Previous articles in the series reviewed the IDL tool included with the Cell Broadband Engine SDK versions up through 2.1. In version 3.0 though, the IDL tool is no longer provided. Instead, you're given comparable function through the Data Communication and Synchronization library (DaCS), which is a set of services designed to simplify the development of distributed applications on the Cell/B.E. (or similar) processors. The version of the library distributed with the SDK is moderately specific to the Cell/B.E. environment, but it is well-suited to program execution in this environment.
DaCS provides abstractions supporting development models in which the PPE assigns tasks to SPE units which then go about these tasks asynchronously.

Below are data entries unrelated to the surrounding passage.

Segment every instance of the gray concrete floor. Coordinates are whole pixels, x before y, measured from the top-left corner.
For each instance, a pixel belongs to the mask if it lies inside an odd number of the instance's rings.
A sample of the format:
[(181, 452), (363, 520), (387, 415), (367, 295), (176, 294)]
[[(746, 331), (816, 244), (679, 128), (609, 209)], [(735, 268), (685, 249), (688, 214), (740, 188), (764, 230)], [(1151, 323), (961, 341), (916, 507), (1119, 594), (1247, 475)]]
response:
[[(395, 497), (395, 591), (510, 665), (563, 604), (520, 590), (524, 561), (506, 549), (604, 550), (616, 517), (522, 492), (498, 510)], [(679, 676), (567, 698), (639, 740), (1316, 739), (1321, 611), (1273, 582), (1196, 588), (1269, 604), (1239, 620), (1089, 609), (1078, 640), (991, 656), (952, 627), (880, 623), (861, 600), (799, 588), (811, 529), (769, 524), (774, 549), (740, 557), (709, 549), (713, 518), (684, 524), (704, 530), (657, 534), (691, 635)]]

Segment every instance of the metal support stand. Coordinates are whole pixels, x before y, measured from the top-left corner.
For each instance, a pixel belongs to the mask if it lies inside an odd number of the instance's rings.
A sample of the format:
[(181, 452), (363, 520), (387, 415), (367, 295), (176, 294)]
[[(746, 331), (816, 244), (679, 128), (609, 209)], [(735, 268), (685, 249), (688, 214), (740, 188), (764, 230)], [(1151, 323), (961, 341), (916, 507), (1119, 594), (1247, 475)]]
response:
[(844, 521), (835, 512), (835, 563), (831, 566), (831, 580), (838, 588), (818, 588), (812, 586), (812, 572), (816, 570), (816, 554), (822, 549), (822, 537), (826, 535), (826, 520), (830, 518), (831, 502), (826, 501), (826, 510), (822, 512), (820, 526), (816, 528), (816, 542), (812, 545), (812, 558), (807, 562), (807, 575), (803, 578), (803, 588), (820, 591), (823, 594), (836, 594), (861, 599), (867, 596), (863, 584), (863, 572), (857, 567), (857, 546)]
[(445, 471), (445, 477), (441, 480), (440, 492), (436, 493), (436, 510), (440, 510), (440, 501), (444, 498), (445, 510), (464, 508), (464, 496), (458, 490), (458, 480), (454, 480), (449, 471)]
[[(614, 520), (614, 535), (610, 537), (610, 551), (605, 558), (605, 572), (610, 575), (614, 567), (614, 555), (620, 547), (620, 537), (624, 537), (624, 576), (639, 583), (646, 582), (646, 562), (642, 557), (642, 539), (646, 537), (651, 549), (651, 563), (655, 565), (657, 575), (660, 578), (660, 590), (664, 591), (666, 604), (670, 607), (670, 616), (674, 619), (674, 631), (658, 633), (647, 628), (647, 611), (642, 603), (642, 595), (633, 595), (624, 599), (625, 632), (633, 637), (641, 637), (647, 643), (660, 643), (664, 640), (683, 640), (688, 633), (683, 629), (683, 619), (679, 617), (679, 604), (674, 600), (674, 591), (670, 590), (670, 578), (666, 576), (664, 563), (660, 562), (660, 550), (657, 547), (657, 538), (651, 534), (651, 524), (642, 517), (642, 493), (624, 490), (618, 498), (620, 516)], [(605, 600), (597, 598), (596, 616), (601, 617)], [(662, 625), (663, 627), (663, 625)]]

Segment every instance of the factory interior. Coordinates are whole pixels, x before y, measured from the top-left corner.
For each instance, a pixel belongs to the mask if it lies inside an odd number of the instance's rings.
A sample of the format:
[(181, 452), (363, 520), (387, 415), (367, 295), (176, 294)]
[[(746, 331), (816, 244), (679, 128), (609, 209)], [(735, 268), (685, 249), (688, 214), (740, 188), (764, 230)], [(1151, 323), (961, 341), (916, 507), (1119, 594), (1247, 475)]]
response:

The DaCS library defines a variety of DaCS elements (DEs), which can be divided into:
- Host elements (HEs)
- Accelerator elements (AEs)
For purposes of Cell/B.E. development, you can consider these as abstractions of the PPE (a host element) and the SPEs (accelerator elements). On a typical Cell/B.E. blade server with two processors, it is possible to allocate a single blade with 16 SPE children or to allocate two CBE devices, each with eight children. The latter view might allow better control of processor affinity at some cost in complexity. In the Cell/B.E. SDK running on a PlayStation3 system, it is possible to allocate only the 6 available SPE children; the higher-level framework is not available.
While DaCS has abstractions allowing for multiple processes on a single DE, the SDK currently supports only a single process on each element. Each process is started in the usual way for SPE programs, and it can then initialize the SPU side of the DaCS library, allowing communication with the library running on the PPE side.
The simplest way to set up an SPE process using DaCS will be eerily familiar to anyone who's used libspe, because the DaCS library uses the same embedded binaries. An SPE program compiled with spu-gcc can be turned into an embedded object using the ppu-embedspu program, and then it can be linked into a program using DaCS. Setup is slightly more complicated than with libspe, although you don't need to manage your own threading. DaCS handles this transparently.
Listing 1. Running a program on an SPE
extern spe_program_handle_t spu_prog;
de_id_t spes[16];
dacs_process_id_t pids[16];
uint32_t children;
int32_t status;
dacs_runtime_init(NULL, NULL);
dacs_get_num_avail_children(DACS_DE_SPE, &children);
dacs_reserve_children(DACS_DE_SPE, &children, spes);
dacs_de_start(spes[0], &spu_prog, NULL, NULL,
DACS_PROC_EMBEDDED, &pids[0]);
dacs_de_wait(spes[0], pids[0], &status);
dacs_runtime_exit();
|
This program does the following:
- It queries the number of available children (the example assumes that at least one is available).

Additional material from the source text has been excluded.